Yes, there is such a problem. Native fromisoformat doesn't cover all the cases but it's the fastest way to parse most ISO 8601 datetime strings: https://github.com/closeio/ciso8601/issues/66#issuecomment-404848813. But you're right it's the mashumaro's scope to handle generic ISO-8601 strings, so I decided to add a way to choose the parser using field's metadata:

class DataClass(DataClassDictMixin):
    x: datetime = field(metadata={"deserialize": "ciso8601"})

See more examples here: https://github.com/Fatal1ty/mashumaro/tree/datetime-parsers#using-field-metadata Moreover, I think it's an obvious way to make mashumaro more extensible and I'm going to use it for other things like https://github.com/Fatal1ty/mashumaro/issues/11. Also it would be convenient to configure a default behaviour for all fields in one place like Meta class in Django models.

Fatal1ty commented 3 years ago

We can change deserialization method with version 1.18: https://github.com/Fatal1ty/mashumaro#using-field-metadata

Fatal1ty commented 3 years ago

To fully cover the original problem, here is an example with dateutil:

from datetime import datetime
from dataclasses import dataclass, field
from mashumaro import DataClassDictMixin
import dateutil.parser

@dataclass
class A(DataClassDictMixin):
    x: datetime = field(metadata={"deserialize": dateutil.parser.isoparse})

print(A.from_dict({"x": "2019-01-02T07:00:00Z"}))
Bao-gxg commented 3 years ago

Perfect. I'll test it out soon, thank you!

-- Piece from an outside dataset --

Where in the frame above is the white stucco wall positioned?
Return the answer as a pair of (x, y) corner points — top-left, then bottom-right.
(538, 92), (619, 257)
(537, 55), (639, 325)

movermeyer commented 1 year ago

As of Python 3.11, datetime.fromisoformat can handle all the important bits of the ISO 8601 spec.

I'll be backporting its code in https://github.com/movermeyer/backports.datetime_fromisoformat/issues/21, so it'll be available for earlier versions of Python 3.

FWIW, ciso8601 is still faster than any other parser.